The aggregate purchase price for the acquisition amounted to approximately US$4.5 billion – the estimated value of UNS Energy’s total assets by the end of June 2014. This includes the assumption of around US$2.0 billion of debt.
UNS Energy, a vertically integrated utility services holding with three subsidiaries, serves nearly 657,000 electricity and gas customers, primarily in its home state of Arizona. The company’s fiscal operating revenues for 2013 amounted to approximately US$1.5 billion.
Fortis has issued the final instalment notice, according to which payment of the final instalment is due by 27 October 2014, which is referred to as the final instalment date. The instalment is in the size of $667 per $1,000 principal amount of debentures.
With the acquisition, Fortis gains hold of UNS Energy subsidiaries Tucson Electric Power (TEP) and UniSource Energy Services (UES). The two subsidiaries will remain headquartered in Tucson, Fortis has stated. The company stated it foresees no changes in its existing operations.

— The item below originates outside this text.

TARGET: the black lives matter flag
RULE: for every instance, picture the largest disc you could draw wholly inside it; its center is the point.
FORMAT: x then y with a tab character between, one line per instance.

Commenting on the acquisition, Stan Marshall, chief executive officer for Fortis, noted that UNS Energy is exactly the type of North American high-quality utility asset that Fortis seeks to acquire as part of its investment strategy. He believes the move will boost earnings and will help reduce business risk for the company, by improving the geographic diversification of its businesses.
The company’s president, Barry Perry, added that Fortis was glad to welcome UNS Energy’s employees into the organization. With their input, he says, Fortis will continue to satisfy the energy needs of its customers “safely, reliably and cost effectively.”